[SDP][DEMO] Small changes

jaceklaskowski · jaceklaskowski · commit 60339c42bf3a · 2025-11-08T22:41:21.000+01:00
diff --git a/docs/declarative-pipelines/index.md b/docs/declarative-pipelines/index.md
@@ -94,8 +94,7 @@ Declarative Pipelines supports the following dataset types:
 
 Streaming tables can be created with the following:
 
-* [@dp.create_streaming_table](#create_streaming_table)
-* [CREATE STREAMING TABLE](../sql/SparkSqlAstBuilder.md/#visitCreatePipelineDataset)

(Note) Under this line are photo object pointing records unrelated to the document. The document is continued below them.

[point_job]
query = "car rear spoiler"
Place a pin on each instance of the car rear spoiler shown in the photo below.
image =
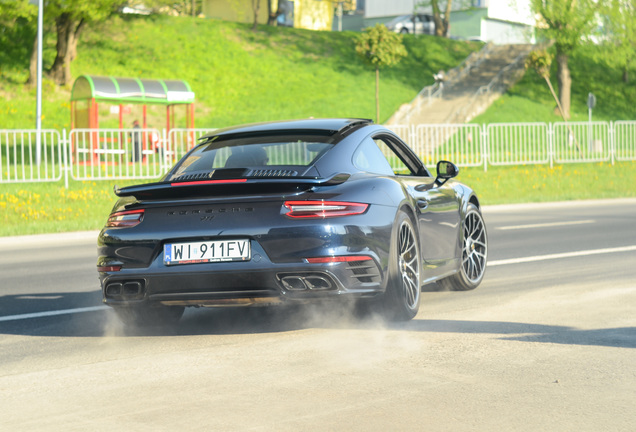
(224, 187)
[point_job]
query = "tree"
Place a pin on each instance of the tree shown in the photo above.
(619, 36)
(20, 14)
(567, 23)
(256, 8)
(541, 61)
(379, 47)
(70, 19)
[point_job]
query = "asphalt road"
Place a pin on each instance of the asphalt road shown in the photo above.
(547, 342)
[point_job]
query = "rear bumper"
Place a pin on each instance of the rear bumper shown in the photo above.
(243, 284)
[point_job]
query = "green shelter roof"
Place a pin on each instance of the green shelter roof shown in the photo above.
(132, 90)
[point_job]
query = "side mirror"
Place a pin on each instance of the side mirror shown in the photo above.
(445, 171)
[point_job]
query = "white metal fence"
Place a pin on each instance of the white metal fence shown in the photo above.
(99, 154)
(25, 157)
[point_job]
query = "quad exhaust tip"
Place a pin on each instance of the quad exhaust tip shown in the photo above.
(305, 283)
(125, 290)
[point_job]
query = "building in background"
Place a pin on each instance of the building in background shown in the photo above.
(498, 21)
(307, 14)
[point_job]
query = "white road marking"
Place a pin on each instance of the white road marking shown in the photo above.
(490, 264)
(53, 313)
(550, 224)
(561, 255)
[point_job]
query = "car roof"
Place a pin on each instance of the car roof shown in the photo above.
(329, 126)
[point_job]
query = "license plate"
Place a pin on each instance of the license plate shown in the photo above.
(210, 251)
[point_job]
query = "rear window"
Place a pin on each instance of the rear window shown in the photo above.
(259, 155)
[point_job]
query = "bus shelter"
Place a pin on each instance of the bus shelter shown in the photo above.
(89, 91)
(95, 144)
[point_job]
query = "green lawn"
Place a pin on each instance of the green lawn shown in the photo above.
(48, 207)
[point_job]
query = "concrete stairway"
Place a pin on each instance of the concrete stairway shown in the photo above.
(469, 91)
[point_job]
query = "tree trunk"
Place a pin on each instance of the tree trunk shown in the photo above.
(256, 7)
(33, 63)
(442, 25)
(377, 95)
(565, 83)
(60, 72)
(447, 18)
(271, 14)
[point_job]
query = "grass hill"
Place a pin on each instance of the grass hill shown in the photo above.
(530, 99)
(238, 75)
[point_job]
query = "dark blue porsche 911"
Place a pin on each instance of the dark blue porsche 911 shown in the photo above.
(296, 211)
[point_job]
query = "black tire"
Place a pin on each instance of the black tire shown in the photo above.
(149, 315)
(402, 297)
(474, 253)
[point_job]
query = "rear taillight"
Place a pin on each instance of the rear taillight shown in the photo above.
(125, 219)
(323, 209)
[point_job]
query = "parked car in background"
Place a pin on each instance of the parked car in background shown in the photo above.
(424, 24)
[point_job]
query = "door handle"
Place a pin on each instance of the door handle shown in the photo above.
(422, 204)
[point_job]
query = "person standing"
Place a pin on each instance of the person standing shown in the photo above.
(135, 138)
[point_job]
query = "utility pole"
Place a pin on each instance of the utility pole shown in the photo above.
(38, 109)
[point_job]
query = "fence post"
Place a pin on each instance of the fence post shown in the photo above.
(612, 133)
(484, 145)
(551, 145)
(65, 158)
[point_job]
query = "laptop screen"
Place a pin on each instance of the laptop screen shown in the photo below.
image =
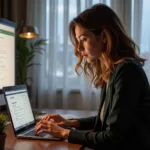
(19, 107)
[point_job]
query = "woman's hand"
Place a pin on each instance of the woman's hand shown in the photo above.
(59, 120)
(50, 127)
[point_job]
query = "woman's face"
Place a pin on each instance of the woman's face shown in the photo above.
(89, 44)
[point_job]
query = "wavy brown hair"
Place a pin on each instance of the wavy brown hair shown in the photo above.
(119, 45)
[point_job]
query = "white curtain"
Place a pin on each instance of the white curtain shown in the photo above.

+* [@dp.create_streaming_table](#create_streaming_table) or [CREATE STREAMING TABLE](../sql/SparkSqlAstBuilder.md/#visitCreatePipelineDataset) (with no flows that can be defined later with [@dp.append_flow](#append_flow) or [CREATE FLOW AS INSERT INTO BY NAME](../sql/SparkSqlAstBuilder.md/#visitCreatePipelineInsertIntoFlow))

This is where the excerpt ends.